How to search for a keyword in 100 billion posts?

This is a college project:

I have a database (mysql or postgresql doesn't matter) with 100 billion posts, and I need to find (as quickly as possible) a common keyword.

Each post contains 500-1000 keywords.

This is not only a database problem, but also software (for indexing or something else).

How can i do this?

I could use some advanced search engine technology, but I don’t know which one.

+6
database mysql postgresql
source share
8 answers

You might want to check out Sphinx . This is a full-text search engine that processes distributed indexes. You may have pieces of data distributed on many computers. And a request to one server can send a request to other servers and collect the results from each.
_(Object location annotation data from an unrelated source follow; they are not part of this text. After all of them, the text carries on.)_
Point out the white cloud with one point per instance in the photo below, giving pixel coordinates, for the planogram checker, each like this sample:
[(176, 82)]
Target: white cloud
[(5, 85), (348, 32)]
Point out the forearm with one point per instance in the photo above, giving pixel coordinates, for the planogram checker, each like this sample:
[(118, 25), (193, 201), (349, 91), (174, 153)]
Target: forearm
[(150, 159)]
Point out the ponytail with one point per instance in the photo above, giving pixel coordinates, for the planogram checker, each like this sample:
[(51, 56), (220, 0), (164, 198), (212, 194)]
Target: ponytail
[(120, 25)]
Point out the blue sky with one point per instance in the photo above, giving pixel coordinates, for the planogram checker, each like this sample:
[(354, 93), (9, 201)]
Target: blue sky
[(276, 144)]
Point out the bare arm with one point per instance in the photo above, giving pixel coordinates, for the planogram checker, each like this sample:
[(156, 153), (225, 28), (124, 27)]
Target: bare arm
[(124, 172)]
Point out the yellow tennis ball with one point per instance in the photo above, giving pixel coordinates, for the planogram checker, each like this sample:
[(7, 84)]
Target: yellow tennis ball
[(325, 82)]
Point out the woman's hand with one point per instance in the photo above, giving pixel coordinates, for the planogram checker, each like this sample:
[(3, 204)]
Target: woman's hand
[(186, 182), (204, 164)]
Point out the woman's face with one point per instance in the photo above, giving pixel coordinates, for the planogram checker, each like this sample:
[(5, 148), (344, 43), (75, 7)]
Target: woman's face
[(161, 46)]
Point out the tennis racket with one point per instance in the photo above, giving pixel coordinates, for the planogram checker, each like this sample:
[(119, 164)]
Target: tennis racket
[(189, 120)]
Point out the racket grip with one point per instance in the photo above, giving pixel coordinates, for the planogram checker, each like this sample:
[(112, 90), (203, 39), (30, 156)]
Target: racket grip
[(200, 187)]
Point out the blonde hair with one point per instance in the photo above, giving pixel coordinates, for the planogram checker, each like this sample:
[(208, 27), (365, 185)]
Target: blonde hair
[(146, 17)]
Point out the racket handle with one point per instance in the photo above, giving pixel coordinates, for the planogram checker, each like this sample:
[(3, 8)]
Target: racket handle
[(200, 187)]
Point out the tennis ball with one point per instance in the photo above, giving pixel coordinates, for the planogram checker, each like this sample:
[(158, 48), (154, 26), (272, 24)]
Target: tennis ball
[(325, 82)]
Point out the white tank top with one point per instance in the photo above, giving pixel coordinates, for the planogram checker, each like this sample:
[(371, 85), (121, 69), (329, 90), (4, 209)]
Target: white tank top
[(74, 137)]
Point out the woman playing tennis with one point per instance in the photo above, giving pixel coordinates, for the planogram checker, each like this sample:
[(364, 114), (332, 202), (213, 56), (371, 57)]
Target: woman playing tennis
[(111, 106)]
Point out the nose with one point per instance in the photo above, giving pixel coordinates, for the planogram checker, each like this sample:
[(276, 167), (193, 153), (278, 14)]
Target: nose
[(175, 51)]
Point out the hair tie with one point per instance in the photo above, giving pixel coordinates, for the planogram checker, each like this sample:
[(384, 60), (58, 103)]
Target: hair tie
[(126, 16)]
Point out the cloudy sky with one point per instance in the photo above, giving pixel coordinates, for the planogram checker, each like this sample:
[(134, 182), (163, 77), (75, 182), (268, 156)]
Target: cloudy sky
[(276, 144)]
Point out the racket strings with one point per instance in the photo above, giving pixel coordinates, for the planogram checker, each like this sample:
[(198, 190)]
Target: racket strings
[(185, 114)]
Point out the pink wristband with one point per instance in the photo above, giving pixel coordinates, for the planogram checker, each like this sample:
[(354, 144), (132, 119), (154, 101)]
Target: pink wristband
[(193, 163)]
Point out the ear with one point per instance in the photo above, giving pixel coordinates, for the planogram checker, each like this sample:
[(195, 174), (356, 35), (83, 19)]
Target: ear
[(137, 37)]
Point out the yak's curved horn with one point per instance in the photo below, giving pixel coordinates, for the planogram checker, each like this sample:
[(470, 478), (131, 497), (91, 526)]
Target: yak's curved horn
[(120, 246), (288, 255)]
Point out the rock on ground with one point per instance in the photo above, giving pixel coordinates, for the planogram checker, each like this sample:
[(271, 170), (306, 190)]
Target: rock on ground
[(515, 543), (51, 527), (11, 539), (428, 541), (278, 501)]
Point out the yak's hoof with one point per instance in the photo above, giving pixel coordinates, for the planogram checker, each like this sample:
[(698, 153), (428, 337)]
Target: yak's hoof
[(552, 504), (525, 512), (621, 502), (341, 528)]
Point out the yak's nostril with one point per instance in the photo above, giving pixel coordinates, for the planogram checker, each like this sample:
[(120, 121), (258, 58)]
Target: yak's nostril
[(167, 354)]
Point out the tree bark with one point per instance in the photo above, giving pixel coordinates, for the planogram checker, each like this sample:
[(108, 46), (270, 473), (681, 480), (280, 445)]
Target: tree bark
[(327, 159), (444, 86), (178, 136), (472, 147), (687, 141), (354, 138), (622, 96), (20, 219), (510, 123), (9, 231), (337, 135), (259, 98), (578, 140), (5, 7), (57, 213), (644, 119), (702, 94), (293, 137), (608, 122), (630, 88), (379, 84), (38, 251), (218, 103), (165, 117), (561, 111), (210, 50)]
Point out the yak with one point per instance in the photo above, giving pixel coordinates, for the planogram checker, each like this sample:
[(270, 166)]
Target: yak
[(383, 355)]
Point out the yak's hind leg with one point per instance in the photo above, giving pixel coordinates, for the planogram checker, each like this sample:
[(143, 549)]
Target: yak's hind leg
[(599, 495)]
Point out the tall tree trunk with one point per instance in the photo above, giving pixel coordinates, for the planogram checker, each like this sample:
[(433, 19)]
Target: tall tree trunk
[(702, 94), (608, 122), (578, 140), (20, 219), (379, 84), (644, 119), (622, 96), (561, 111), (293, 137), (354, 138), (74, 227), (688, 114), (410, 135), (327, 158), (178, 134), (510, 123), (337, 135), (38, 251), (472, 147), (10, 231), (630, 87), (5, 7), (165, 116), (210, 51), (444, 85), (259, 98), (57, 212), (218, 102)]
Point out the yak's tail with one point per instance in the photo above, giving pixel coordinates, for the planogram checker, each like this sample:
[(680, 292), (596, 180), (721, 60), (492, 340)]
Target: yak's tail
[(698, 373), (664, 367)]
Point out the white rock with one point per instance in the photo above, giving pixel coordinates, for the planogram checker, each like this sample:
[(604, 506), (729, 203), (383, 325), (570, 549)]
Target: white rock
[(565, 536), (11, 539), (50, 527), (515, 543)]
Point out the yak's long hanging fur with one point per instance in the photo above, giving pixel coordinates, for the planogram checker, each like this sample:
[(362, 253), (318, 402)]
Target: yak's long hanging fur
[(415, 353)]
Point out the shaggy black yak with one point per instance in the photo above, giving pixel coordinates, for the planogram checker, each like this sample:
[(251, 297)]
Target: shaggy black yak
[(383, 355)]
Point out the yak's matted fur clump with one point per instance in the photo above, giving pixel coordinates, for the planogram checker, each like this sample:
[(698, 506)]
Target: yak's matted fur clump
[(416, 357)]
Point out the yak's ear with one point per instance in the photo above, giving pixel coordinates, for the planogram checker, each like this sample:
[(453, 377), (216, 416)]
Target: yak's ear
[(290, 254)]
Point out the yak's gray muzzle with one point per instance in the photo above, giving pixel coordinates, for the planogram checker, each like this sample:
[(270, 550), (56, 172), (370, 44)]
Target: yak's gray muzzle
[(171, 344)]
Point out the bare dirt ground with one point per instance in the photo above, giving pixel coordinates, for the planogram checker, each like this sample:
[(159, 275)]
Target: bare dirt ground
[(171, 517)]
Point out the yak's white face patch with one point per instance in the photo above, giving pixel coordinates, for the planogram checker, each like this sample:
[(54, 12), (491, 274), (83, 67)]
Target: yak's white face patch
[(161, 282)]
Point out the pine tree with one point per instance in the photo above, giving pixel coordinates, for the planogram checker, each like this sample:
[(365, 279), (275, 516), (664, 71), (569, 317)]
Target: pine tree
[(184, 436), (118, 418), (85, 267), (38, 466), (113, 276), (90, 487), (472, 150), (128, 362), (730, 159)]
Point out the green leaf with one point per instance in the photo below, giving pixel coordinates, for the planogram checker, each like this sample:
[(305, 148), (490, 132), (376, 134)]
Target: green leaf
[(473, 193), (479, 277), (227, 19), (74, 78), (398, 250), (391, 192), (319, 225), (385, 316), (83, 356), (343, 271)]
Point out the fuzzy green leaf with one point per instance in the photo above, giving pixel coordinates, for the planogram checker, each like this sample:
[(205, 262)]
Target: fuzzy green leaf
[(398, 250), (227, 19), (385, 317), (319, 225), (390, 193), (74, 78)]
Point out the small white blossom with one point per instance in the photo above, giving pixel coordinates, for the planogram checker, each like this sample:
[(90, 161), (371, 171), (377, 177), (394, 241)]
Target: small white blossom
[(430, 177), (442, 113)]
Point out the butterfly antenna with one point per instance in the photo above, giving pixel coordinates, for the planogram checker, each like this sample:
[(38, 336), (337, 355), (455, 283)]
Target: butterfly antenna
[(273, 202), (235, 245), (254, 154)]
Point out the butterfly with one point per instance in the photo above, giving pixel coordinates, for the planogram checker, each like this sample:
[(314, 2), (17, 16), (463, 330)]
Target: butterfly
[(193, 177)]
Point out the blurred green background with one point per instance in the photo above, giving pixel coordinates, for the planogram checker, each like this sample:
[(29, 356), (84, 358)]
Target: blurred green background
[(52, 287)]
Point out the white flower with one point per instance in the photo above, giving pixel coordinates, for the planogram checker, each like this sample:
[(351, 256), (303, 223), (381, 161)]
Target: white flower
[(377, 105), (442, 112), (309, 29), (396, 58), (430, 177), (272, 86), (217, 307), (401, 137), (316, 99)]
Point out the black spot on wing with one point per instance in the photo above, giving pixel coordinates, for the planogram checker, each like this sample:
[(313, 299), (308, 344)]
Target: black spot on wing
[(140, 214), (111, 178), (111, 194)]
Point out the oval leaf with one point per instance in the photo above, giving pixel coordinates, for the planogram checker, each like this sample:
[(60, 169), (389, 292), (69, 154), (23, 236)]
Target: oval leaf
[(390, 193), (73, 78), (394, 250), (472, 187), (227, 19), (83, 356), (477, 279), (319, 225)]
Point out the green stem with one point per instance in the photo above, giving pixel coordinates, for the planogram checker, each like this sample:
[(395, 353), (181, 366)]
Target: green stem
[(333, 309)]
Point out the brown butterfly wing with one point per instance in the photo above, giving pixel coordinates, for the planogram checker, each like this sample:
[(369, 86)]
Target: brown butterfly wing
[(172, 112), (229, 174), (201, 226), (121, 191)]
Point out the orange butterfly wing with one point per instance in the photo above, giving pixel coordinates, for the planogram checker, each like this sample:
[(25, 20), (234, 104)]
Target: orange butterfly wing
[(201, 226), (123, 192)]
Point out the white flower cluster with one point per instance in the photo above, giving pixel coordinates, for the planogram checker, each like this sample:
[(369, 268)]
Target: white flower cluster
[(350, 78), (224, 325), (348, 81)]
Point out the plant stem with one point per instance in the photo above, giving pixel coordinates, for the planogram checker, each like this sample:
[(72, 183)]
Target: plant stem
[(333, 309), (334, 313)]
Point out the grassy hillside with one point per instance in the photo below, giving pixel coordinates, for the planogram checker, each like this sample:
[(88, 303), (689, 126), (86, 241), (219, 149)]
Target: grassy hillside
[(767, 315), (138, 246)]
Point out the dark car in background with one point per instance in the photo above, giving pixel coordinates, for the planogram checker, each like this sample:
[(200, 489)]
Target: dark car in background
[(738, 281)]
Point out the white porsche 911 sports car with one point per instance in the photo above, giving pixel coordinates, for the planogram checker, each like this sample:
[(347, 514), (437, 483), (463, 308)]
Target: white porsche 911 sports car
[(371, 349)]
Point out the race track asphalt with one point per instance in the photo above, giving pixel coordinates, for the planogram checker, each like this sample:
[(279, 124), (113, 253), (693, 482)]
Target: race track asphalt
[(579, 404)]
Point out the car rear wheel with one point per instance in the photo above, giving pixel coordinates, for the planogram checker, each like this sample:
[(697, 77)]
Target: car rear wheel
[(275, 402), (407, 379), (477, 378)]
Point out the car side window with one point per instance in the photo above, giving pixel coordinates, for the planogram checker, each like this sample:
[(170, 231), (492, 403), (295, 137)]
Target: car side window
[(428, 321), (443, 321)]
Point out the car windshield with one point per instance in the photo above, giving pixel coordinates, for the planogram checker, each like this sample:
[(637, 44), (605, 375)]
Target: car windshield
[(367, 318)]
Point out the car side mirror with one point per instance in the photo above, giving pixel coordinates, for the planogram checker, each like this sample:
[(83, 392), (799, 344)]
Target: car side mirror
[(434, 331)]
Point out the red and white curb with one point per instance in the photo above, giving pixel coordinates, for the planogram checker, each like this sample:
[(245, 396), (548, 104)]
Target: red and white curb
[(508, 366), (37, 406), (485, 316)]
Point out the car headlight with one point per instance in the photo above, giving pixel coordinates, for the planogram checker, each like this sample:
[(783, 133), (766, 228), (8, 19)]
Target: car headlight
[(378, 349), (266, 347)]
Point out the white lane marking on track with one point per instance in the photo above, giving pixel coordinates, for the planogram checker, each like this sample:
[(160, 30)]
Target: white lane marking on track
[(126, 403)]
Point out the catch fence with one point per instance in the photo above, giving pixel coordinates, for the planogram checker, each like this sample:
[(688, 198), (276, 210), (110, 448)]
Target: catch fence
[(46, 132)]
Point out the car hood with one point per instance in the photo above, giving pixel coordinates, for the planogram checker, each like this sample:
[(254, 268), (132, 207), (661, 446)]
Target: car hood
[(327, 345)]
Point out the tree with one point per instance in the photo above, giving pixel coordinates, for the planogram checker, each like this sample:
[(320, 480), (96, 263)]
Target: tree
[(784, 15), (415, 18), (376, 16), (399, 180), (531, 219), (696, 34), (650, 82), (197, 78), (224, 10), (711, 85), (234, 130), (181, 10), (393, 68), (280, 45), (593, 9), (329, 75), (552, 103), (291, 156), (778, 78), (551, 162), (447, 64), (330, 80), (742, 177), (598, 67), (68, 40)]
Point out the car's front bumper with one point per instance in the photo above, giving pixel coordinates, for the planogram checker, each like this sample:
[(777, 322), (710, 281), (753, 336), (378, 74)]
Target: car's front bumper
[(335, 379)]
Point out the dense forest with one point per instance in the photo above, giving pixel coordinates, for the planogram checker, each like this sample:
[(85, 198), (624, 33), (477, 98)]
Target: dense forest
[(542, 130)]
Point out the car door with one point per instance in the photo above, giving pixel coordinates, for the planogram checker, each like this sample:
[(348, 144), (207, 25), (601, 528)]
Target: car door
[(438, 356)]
It has pretty good speed, but you probably can't do 100 billion messages on one machine.

You probably won't be able to do something like this in MySQL or Postgresql. Although you can store all the data, MySQL and Postgres do not have the full speed of indexing and text search, which will bring you a real full text index.

MySQL has a way to compile support for the Sphinx storage engine, which, although the data will still be stored in Sphinx separately from MySQL, you can still query the Sphinx search engine using everything related to MySQL, and also execute joins other tables that are in your MySQL database. However, if you just want to do simple searches in documents and don't need to be attached to other data, you can simply use the PHP native interface.

+4
source share

Do you find using Apache Lucene ?

This does not directly work directly with your SQL database, you will need to write code to submit documents to it for creation and indexing, which you can then query.

I do not know how much extra space will be required and how much time will be required.

+13
source share

Sell ​​Google data for $ 100 billion. :)

They will index it for you for free , and you will make money.

+10
source share

There are about 6.8 billion people on the planet who can read about 1 message per minute (on average).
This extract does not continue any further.